Puisqu’il faut que ce système rende finalement des comptes, à la manière des enfants dont on augure le meilleur, la méthode fournit les gages de son efficience. Céline Alvarez continue d’ailleurs de les exhiber, tout au long des conférences qu’elle donne pour promouvoir ses vues pédagogiques. Comme s’il s’agissait de se justifier, son livre mentionne les remerciements de parents qui se gargarisent de voir leurs gamins majorer dans leur groupe. Le texte se réjouit également que les jeunes apprentis puissent rattraper -en ce qui concerne le niveau global- les écoliers de Neuilly-sur-Seine (c’est, visiblement, la récompense ultime).
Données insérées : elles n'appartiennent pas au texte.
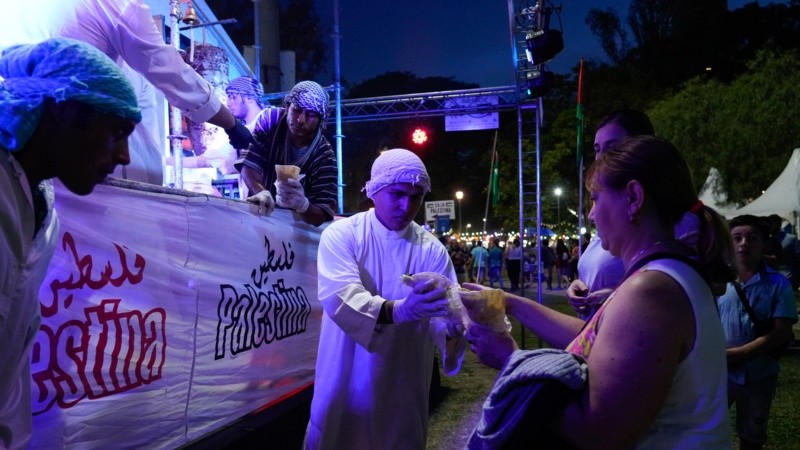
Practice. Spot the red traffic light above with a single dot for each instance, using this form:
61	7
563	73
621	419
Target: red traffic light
419	136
Au-delà d’une méthode, Les lois naturelles de l’enfant défend une certaine vision de l’individu conçu comme une forme d’intelligence artificielle, totalement déterminée par la biologie, aussi déconnectée de la société dans son ensemble que ce compte-rendu pédagogique l’est, lorsqu’il postule qu’une expérience peut valoir une modélisation systématique. Alvarez évacue bien évidemment la question sociale, ne remet jamais en question le système scolaire français en tant que structure reproductrice des inégalités, comme l’a très bien démontré Pierre Bourdieu en son temps, comme le rappelle sans cesse la sociologie critique.
Ignorant les déterminations qui pèsent sur les jeunes, l’auteur développe un vrai discours de la responsabilité, assez comminatoire, qui leste le travail éducatif d’une pression réelle en terme de résultats.
Les enseignants sont prévenus : à eux seuls incombent les échecs et les réussites de leurs élèves.